Nella giornata di ieri un operatore del carcere è stato colpito da un oggetto contundente all’orecchio, riportando danni all’udito

Resta alta la tensione al carcere di San Gimignano, interessato dall’inchiesta della Procura di Siena sui poliziotti penitenziaria riguardo a presunte torture a un detenuto. Nella giornata di ieri si è verificata una nuova aggressione, da parte di un recluso tunisino, a danno di un agente di polizia penitenziaria, colpito all’orecchio da un oggetto contundente. Avrebbe riportato dei danni all’udito. “Il vile gesto – affermano i sindacati di categoria – è ulteriore dimostrazione del grave contesto in cui quotidianamente operano donne e uomini della polizia penitenziaria e dell’immediata necessità di dare vita al nuovo progetto per la casa di reclusione di San Gimignano”.

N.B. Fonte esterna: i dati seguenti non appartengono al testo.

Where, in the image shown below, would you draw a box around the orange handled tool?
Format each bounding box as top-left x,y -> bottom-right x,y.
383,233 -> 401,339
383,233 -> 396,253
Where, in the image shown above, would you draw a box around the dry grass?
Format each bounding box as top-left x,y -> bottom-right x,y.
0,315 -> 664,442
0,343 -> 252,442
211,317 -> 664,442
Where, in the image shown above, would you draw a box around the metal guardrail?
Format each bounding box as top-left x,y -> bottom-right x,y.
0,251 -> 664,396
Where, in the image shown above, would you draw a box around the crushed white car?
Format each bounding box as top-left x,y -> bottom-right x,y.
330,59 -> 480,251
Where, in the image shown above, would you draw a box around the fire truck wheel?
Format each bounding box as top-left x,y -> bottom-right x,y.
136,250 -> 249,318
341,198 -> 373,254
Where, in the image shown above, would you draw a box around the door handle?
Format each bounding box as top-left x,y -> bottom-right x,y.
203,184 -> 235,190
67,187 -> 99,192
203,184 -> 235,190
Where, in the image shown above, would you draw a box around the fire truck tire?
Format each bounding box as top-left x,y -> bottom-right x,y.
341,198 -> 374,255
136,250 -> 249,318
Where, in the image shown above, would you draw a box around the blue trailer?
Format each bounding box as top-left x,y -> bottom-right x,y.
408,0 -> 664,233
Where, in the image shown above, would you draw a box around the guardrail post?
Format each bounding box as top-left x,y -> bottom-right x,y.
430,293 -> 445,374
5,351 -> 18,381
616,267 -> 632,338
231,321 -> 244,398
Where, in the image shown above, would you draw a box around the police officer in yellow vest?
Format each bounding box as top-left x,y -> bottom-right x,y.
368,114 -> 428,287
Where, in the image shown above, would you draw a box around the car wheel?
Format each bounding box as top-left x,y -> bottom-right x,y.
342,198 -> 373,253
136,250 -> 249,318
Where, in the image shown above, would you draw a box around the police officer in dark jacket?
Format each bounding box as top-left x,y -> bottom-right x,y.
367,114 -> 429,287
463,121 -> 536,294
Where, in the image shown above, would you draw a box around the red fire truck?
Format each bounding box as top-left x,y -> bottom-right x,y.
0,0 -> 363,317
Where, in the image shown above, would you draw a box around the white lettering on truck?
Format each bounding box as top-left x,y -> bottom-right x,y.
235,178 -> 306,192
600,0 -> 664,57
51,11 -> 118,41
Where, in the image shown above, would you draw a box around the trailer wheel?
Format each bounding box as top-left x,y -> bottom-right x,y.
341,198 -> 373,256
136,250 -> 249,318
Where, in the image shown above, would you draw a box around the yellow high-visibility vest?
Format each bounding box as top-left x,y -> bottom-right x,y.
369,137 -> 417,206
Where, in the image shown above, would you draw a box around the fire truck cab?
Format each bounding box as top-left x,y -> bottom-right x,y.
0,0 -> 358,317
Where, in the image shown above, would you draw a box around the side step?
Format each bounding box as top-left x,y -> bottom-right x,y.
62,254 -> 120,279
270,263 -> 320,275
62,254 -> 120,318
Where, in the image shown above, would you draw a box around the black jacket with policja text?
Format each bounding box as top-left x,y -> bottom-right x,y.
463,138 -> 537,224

Sul fatto è intervenuto anche l’ex ministro dell’interno Matteo Salvini, che già in visita al carcere nei giorni scorsi, ha mostrato sui social le crude immagini del ferito: “Scusate per le immagini forti ma è giusto mostrare la realtà – è il suo post su facebook – Ennesima aggressione oggi in un carcere contro un poliziotto, questa volta a San Gimignano. Il responsabile di tanta ferocia è un detenuto nordafricano, purtroppo già noto per la sua violenza. Invece di preoccuparsi solo della salute dei detenuti, il ministro Bonafede si occupi anche degli agenti”.